Il santuario dei Lari Pubblici è un tempio di epoca romana, sepolto dall'eruzione del Vesuvio del 79 e ritrovato a seguito degli scavi archeologici dell'antica Pompei; al suo interno si veneravano, con ogni probabilità, le divinità tutelari della città[1].
Storia
Il santuario dei Lari Pubblici fu costruito con ogni probabilità a seguito del terremoto di Pompei del 62[2], evento considerato dai pompeiani come segno dell'ira degli dei e la sua costruzione quindi avvenne per espiare l'avversione divina[3]: era dedicato ai Lari, come dimostrato anche da un affresco ritrovato nella casa di Lucio Cecilio Giocondo, che raffigurava i danni del terremoto provocati al tempio; la vicinanza con il tempio di Vespasiano, consentiva, durante le festività, di festeggiare contemporaneamente sia l'imperatore che le divinità protettrici di Pompei[1]. Secondo altri studiosi però, la struttura potrebbe essere stata costruita antecedentemente e dedicata al culto della famiglia imperiale[3] o ancora, secondo altri, utilizzata come biblioteca pubblica[4]: tra tutte le ipotesi comunque la prima risulta essere la più verosimile, in quanto al momento dell'eruzione, il tempio risultava ad essere ancora in costruzione e, da diversi studi, non sono emerse tracce di restauri precedenti. Sepolto quindi sotto una coltre di lapilli e ceneri dall'eruzione del Vesuvio nel 79, fu riportato alla luce alla fine del XVIII secolo a seguito degli scavi archeologici condotti per volere dei Borbone[4].
Descrizione
Situato sul lato orientale del foro di Pompei, tra il Macellum e il tempio di Vespasiano, il santuario dei Lari Pubblici, lungo ventuno metri e largo diciotto[2], si presenta ancora incompleto: il colonnato d'accesso, al momento dell'eruzione, non era stato ancora completato e si notano solo le basi delle colonne in ferro e basalto. Il tempio è composto da un grande atrio, che presenta residui di pavimentazione in marmo e resti della base di un altare dove si svolgevano i sacrifici: sicuramente mancava il copertura[4].
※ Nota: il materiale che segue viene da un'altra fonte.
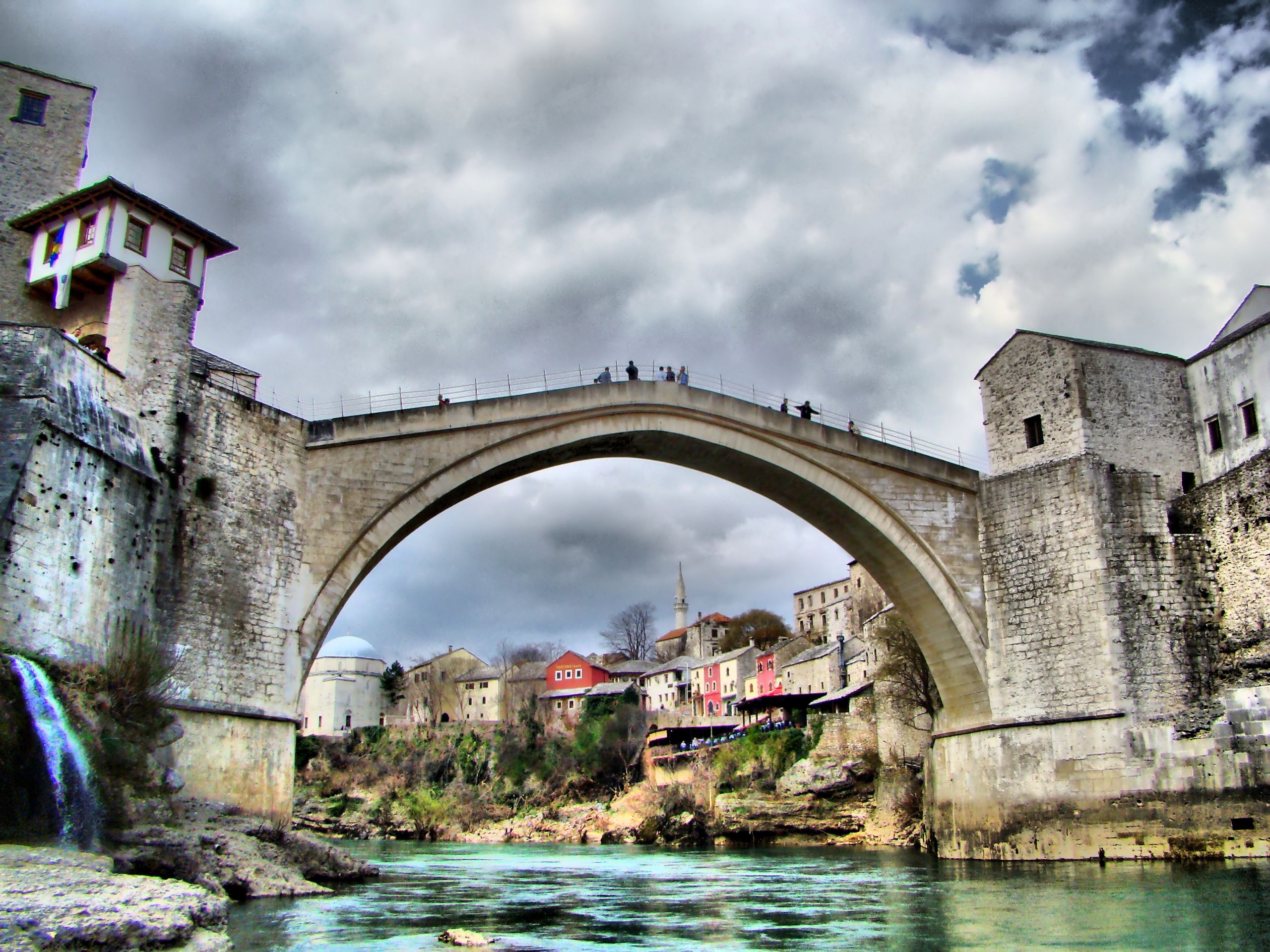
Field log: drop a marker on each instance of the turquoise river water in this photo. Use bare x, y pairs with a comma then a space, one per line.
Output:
541, 896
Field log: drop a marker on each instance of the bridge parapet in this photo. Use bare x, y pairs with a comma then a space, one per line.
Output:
635, 397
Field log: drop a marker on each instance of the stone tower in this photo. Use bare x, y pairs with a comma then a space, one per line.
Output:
681, 602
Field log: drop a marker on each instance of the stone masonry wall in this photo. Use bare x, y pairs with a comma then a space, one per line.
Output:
83, 515
239, 554
1166, 597
1030, 375
37, 164
1232, 513
1128, 407
1137, 412
850, 735
1051, 607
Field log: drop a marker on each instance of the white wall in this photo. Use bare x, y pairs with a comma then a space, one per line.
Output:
338, 688
1219, 382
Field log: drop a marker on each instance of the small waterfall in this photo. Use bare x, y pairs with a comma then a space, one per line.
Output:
67, 765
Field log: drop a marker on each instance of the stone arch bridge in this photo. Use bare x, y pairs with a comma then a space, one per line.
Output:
911, 520
303, 511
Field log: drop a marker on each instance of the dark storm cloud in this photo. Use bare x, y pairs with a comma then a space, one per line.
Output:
1189, 187
974, 277
1004, 186
431, 193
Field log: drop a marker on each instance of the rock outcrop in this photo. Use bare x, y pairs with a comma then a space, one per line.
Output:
54, 899
824, 777
233, 856
761, 817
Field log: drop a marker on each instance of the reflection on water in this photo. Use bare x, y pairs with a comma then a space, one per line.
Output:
590, 898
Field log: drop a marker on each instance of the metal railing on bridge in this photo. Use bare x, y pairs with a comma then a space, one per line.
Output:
355, 405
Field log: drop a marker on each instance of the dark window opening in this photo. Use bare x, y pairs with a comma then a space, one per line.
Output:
1033, 432
88, 230
1214, 433
135, 237
1250, 419
31, 108
180, 263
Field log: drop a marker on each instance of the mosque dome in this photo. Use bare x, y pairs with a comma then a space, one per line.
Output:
350, 647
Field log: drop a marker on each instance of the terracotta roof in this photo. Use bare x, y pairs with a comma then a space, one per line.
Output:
684, 663
529, 670
32, 220
636, 665
564, 692
713, 617
487, 672
203, 361
836, 582
613, 687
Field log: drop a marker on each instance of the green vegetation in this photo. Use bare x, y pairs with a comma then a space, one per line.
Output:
418, 780
393, 683
759, 758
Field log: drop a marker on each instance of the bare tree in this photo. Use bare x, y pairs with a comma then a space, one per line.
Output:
631, 631
903, 668
512, 653
759, 625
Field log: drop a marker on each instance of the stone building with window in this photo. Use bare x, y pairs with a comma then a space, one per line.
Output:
699, 640
343, 691
480, 695
432, 687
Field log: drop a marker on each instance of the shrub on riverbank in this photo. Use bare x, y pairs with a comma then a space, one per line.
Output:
759, 758
416, 780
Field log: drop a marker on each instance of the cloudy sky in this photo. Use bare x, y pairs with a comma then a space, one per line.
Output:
851, 202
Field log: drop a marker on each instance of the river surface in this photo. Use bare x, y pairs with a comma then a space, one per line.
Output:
540, 896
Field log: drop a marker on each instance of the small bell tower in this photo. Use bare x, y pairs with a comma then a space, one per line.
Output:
681, 602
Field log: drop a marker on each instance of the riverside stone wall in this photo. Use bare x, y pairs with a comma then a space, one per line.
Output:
1049, 602
1232, 513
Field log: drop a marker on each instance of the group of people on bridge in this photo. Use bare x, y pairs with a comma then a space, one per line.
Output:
663, 373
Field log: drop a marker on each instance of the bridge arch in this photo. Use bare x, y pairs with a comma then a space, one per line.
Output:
792, 473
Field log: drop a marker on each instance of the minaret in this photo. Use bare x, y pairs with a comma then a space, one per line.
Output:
681, 602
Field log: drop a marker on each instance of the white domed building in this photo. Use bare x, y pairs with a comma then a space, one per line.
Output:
342, 691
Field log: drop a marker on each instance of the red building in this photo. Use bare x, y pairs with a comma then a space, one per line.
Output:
573, 670
769, 676
711, 696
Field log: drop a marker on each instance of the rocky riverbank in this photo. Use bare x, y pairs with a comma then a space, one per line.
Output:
55, 899
826, 804
234, 856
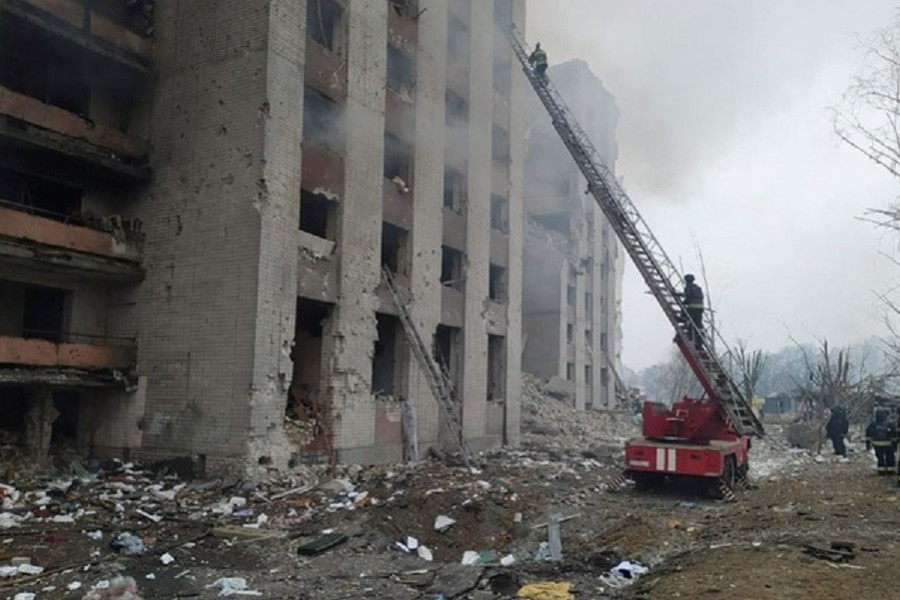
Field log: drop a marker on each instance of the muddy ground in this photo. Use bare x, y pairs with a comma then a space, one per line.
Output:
693, 547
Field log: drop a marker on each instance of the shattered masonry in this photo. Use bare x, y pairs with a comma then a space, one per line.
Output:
194, 219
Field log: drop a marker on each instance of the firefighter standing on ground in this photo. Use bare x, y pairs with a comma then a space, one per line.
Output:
881, 434
538, 60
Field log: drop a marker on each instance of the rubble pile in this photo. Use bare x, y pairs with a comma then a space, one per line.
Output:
549, 420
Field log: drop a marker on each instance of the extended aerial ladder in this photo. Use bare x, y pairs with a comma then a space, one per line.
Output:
725, 404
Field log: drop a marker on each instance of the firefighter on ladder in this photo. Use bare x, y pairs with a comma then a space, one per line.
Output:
693, 303
538, 60
881, 434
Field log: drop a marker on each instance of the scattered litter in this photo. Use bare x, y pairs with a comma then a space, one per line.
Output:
326, 542
546, 591
424, 553
623, 574
442, 523
146, 515
233, 586
128, 544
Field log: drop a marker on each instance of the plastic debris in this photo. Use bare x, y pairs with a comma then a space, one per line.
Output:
233, 586
442, 523
424, 553
624, 574
128, 544
546, 591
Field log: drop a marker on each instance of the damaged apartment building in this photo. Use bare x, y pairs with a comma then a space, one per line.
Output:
197, 205
571, 298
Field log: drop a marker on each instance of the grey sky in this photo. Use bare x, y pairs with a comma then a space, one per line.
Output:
725, 141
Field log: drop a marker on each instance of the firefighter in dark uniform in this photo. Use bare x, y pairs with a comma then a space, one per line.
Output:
881, 434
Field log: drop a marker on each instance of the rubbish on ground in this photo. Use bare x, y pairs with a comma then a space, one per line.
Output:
424, 553
835, 554
233, 586
326, 542
561, 520
624, 574
128, 544
485, 557
146, 515
442, 523
546, 591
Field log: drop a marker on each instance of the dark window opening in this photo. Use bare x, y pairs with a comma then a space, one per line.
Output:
448, 351
457, 39
401, 71
393, 248
499, 216
398, 157
384, 358
306, 354
43, 68
561, 222
317, 215
451, 268
324, 23
455, 189
456, 109
65, 428
48, 198
499, 144
496, 380
323, 121
45, 313
497, 283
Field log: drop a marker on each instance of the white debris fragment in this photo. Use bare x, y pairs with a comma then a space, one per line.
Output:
425, 554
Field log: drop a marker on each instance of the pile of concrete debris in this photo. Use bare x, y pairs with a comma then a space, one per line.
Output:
550, 419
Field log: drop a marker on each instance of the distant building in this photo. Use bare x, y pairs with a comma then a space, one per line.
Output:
572, 280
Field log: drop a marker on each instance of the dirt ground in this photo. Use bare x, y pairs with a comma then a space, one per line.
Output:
693, 547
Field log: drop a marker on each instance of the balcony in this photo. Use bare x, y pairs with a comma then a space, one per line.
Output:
27, 124
98, 33
41, 239
499, 248
84, 360
326, 72
453, 306
317, 275
323, 172
399, 116
403, 31
397, 207
454, 225
495, 317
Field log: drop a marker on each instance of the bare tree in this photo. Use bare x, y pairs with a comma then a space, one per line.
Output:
752, 365
868, 117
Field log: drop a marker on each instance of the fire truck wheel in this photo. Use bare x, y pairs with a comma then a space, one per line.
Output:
644, 482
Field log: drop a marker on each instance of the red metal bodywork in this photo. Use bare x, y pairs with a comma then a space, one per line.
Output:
688, 439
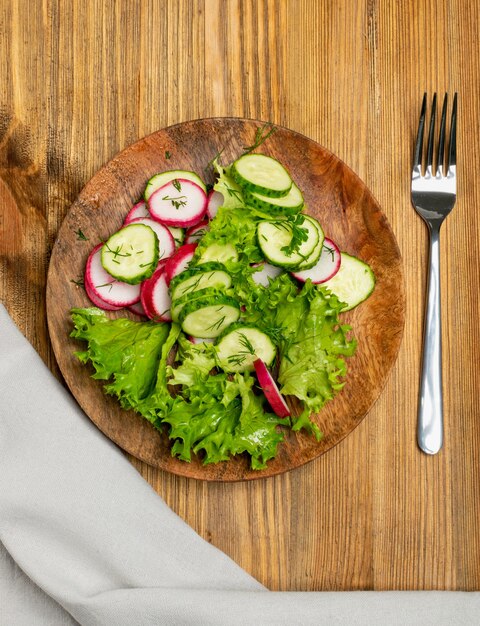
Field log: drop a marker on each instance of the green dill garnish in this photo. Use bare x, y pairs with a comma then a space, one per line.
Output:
176, 202
216, 325
299, 235
80, 235
262, 134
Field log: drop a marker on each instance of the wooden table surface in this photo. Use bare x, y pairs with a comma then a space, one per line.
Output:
82, 80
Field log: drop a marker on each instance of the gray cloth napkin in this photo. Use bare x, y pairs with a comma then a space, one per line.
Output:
85, 539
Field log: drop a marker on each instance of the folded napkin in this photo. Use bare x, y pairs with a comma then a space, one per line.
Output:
85, 539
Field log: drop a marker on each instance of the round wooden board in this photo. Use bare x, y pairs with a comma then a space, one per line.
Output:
333, 194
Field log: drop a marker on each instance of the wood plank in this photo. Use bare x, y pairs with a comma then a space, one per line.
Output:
79, 85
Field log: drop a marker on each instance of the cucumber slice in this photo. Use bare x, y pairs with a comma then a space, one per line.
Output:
353, 282
219, 252
273, 236
207, 317
259, 173
200, 277
161, 179
290, 204
313, 257
240, 345
131, 254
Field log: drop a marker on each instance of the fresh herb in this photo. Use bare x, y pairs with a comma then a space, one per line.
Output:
81, 235
299, 235
176, 202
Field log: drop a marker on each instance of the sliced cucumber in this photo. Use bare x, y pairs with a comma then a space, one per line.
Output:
353, 282
131, 254
287, 205
200, 277
219, 252
313, 257
208, 317
161, 179
273, 236
259, 173
240, 345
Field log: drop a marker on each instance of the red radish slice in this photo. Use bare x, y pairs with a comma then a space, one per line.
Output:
214, 202
266, 272
179, 261
327, 265
270, 389
155, 297
166, 242
138, 309
195, 233
138, 210
104, 286
180, 202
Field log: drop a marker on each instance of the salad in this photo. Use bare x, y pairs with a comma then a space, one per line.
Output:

Lungo la parete di fondo, che terminava con un timpano triangolare, si apre un catino absidale, con al centro una nicchia, caratterizzato da uno zoccolo sul quale poggiavano delle colonne con architrave ma esclusivamente di tipo decorativo[5], mentre nella stessa zona, altre due colonne con un architrave formavano un'edicola, sotto la quale erano poste tre statue[4]. Le pareti laterali presentano due nicchie con timpano triangolare e due vani a cui si accede tramite un'apertura decorata con colonne e al cui interno presentano delle nicchie con volte a botte dove erano poste le statue[4].
Tutte le strutture portanti furono realizzate in opera laterizia, con tegole in terracotta, mentre gli altri muri erano o in opera incerta oppure in opera reticolata, unite da malta[3]: queste mura dovevano poi essere completate con un rivestimento in marmo, mai effettuato[4].